Sparatoria in una centro commerciale in Oregon: folle uccide due persone e si toglie la vita

Ancora un folle armato in azione negli Stati Uniti, l'ennesima sparatoria dall'inizio dell'anno e a meno di due mesi dalla strage compiuta da Radcliffe Haughton in un centro benessere del Wisconsin. Un uomo non ancora identificato ha fatto irruzione in un centro commerciale di Portland, il Clackamas Town Center, armato di fucile e col volto coperto da una maschera da hockey ed ha iniziato a sparare all'impazzata.

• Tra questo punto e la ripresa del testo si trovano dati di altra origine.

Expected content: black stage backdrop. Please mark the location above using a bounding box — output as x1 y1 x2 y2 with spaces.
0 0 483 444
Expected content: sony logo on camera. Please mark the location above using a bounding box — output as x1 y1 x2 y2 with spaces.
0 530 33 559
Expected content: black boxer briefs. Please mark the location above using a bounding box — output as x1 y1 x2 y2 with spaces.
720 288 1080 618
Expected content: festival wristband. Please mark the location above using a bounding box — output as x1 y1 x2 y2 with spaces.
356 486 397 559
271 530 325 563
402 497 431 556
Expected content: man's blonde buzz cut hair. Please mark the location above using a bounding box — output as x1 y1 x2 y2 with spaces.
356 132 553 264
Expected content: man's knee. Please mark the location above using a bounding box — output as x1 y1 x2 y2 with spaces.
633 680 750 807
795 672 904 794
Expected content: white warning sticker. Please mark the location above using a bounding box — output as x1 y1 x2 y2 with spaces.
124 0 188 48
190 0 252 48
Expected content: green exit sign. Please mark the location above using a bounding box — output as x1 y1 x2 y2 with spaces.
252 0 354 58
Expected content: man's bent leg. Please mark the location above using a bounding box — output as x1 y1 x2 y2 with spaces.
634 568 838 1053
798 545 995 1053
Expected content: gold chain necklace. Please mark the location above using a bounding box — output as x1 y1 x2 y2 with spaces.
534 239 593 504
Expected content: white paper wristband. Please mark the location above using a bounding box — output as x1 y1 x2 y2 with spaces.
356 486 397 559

Ha annunciato le sue intenzioni gridando "I am the shooter" (sono il tiratore) ed ha scaricato sulla folla che stava facendo gli acquisti di Natale almeno una ventina di colpi. Nella fuga generale solo pochi colpi sono andati a segno: due persone sono decedute sul colpo, mentre tra i feriti soltanto uno sarebbe grave. Si tratta di una donna subito soccorsa e trasportata in un ospedale di Portland, dove attualmente lotta tra la vita e la morte.

Dopo la furia omicida il killer si è tolto la vita, evitando così l'arresto. L'uomo sarebbe già stato identificato, ma le autorità attendono la conferma definitiva prima di diffonderne il nome e di dare alla stampa particolari sulla sua vita.

Contrariamente a quanto diffuso in un primo momento dalla stampa locale, lo sceriffo della contea di Clackamas, Craig Roberts, ha confermato l'uomo, morto per una ferita da arma da fuoco autoinflitta, ha agito da solo, smentendo di fatto la notizia che gli uomini armati fossero due.

Abbiamo una giovane donna in ospedale che lotta per la sua vita. I centri commerciali devono essere dei posti in cui possiamo portare le nostre famiglie. Oggi c'erano circa 10 mila persone, quindi si è trattato di un'enorme quantità di gente che correva da una parte all'altra in ogni direzione, un vero e proprio chaos per centinaia di cittadini. Queste cose non dovrebbero succedere.

Difficile, almeno per il momento, capire cosa abbia spinto il killer ad agire. Maggiori particolari emergeranno dopo l'identificazione dell'uomo.